Наталия Терентьева - Училка
— Ладно.
Мне давно уже было нехорошо от разговора с Розой. Я понимала, что она права. Мне не хотелось признавать ее правоту. И я не понимала, как так получается. Я пришла в школу с простыми человеческими мерками, но они здесь не срабатывают. Не получается. Нужно что-то другое. Но что? И потом, я не хочу ничего в себе менять — ни принципы свои, ни мерки. Так меня воспитали родители, так меня воспитала жизнь.
— Не согласна, вижу, — констатировала Роза. — А может, ты и на верном пути. И мы здесь все заскорузли. И ты пришла, чтобы всё взорвать. Попробуй.
— Да я… Я литературу пришла преподавать и русский язык!
— Вот и преподавай, — прищурилась Роза. — Попробуй неделю не преподавать нравственность, даже в своем классе. Потом мне расскажешь, что из этого вышло. Козлов! Ко мне подойди! Ничего там не прячь, что было в руках, с тем и подойди! Давай-давай, смелее, Козлов!
Я смотрела, как высокий, нелепый, качающийся в разные стороны от своего собственного роста, к которому он пока не привык, старшеклассник шел к Розе, держа в руке какой-то предмет.
— Что это? — спросила я Розу тихо.
— Трубка. Курительные смеси курят. Трубка не его.
— Ты все уже знаешь?
Роза долгим взглядом посмотрела на меня.
— Аня, тебе очень повезло, что ты пришла именно в эту школу, и что здесь у тебя есть такие старшие товарищи, как я.
Я не стала напоминать Нецерберу, что старше — я, на год или даже на два. Тем более что это не так. Старше я была в детстве. А сейчас старше Роза. На все те годы, что она преподает в школе.
После того как Громовская сбила Никитоса, я ее сына не видела.

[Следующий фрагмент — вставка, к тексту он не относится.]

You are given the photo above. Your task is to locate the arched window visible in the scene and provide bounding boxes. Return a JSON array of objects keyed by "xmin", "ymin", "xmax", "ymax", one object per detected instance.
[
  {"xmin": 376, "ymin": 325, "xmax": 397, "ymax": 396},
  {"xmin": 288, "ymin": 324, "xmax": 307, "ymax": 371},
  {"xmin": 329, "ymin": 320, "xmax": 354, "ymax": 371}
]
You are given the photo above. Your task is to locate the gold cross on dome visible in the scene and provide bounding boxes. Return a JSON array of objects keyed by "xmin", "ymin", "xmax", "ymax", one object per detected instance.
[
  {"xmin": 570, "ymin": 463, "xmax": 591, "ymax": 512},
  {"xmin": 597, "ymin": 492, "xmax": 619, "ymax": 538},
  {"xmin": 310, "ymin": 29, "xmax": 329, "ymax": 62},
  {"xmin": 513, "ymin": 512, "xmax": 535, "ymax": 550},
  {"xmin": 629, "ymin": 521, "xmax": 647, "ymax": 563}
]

Дни неслись, как в карусели, урок за уроком, я попыталась вспомнить — а что, в одиннадцатом «А» у меня урока не было? Да нет, вроде был. А видела ли я Илюшу, от которого столько неприятностей? Если и видела, то не заметила. Скорее всего, его не было на уроке. Потому что, когда он наконец появился, я это сразу ощутила.
— Привет! — сказал он мне. — Здороваться надо со старшими!
Я спокойно вдохнула-выдохнула. Ну так, начало многообещающее.
— Здоровайся, Илья Громовский, — ответила я, — и присаживайся, не маячь.
Громовский хмыкнул и начал насвистывать что-то свинское. Что-то мучительно знакомое, какую-то блатную песню… А откуда я знаю блатные песни? Да я их и не знаю. Просто от его свиста тут же появились какие-то неприятные, липкие ассоциации.
— Анна Леонидовна! — отвлекла меня от ненужных мыслей Оля Улис, милая полная девочка с природным румянцем на всю круглую щеку. — Вы проверили наши эссе?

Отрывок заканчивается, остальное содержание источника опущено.